Style one, sits just below the waist. The pants are loose, but it doesn't require a belt or that you have to constantly pull them up. Style two, sits to the middle part of your butt. According to Ryan, at this point a belt is optional and be prepared to pull the pants up constantly (which he says he's used to). Style three, is placing the pants underneath the butt. A belt is a must. Be prepared to walk like you are either constipated, or you have a tampon lodged somewhere in your nether regions. With this style, guys usually choose to wear either a tucked in "wife beater" (A-style t-shirt) or a shorter t-shirt so that the underwear is visible.

Much to the dismay of many parents sagging has left the confines of city life and has moved to the suburbs. Some people are still of the mindset that only gang bangers and thugs sag. Some view sagging as a threat to public safety . What?! Can someone please enlighten me how wearing sagging pants is a threat to public safety. We are not talking about drunk driving here. Saying that you are criminal just because you wear your pants low is ridiculous. I think the only threat are to the young men who wear them below the buttocks. They walk funny and they look like they are going to trip over themselves. I would be willing to bet, that they are all going to have back problems by the time they are 30.

Jill Fields, author of "An Intimate Affair: Women, Lingerie, and Sexuality" offers a different view of sagging that's worth reading. I'm not against sagging as a whole. I just don't want to see your underwear. That would go for women with thongs too. OK, I admit, when I see sag style three, I just want to run up to him and pull his pants down. I think to myself, what is he going to do, chase me?

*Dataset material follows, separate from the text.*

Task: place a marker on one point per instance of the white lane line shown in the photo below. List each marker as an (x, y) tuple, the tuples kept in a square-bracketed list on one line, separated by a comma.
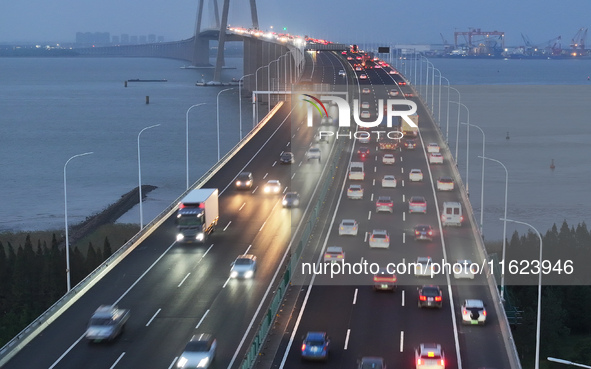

But seriously, I don't believe sagging should be criminalized, nor do I believe African-American and Latino males should be profiled. Aren't there more productive ways to impact our young people?

Sunday, October 07, 2007

Chew New?

I was talking to a friend, who was frustrated about a NEW pack of gum that she bought. I asked her what the problem was. Why would she have a problem with a simple piece of gum? OK, so maybe not so simple. My friend, admitted she got caught up in the package. She said, this new gum looked so cool she had to buy it. Later, she was angry about her discovery about this gum, and to make it worse she spent $1.50 for 15 pieces.

It would appear the gum was not so cool after all. The culprit the NEW 5 gum. They come in 3 cool flavors, Rain, Cobalt, and Flare. The website looks like a cross between, 2001: A Space Odyssey and Men In Black. The website is cool and mysterious. The same look extends to the package. The commercials for the NEW 5 gum are often run on MTV. It seems no secret who the target demographic is.

At any rate I have to give it to Wrigley's, yes Wrigley's. Depending on which side you are on, Wrigley's has either managed to pull off the marketing rip off of the year, or the marketing success of the year. I think someone, in the marketing department, clearly pitched the idea that this MTV generation, had no concept who the double-mint twins were.

Now, to be fair, I have read comments from people saying that, the flavor of this gum lasts longer. Long lasting flavor, compared to what? How long do you really want the flavor of gum to last? Maybe the adults who are buying this gum don't remember who the double-mint twins were either. Hello, does anybody not see this as big as day. Maybe it's just me. Oh but wait... 5 gum is sugar free. That HUGE difference has to count for something. It doesn't take a rocket scientist to compare the old vs. new. It should be made clear that Wrigley's is not asking you to compare. I think they are hoping, that you will be so mesmerized by the new packaging and cool commercials, that every media literate bone in your body, will cease to exist.

I just want to shake the hand of the marketing genius, who literally hit the refresh button. I think they had help from the easy button. Sorry, I do digress. I will not insult your intelligence by telling you which gum in the Wrigley family to compare (hint ends in mint & red). All I can say is, take the taste test for yourself. If you do, please, prepare to do more than stimulate your senses.

Footnote: If you are thinking of ways to get the gum for free for the taste tests, forget it. Wrigley's does not give away free samples. I already tried.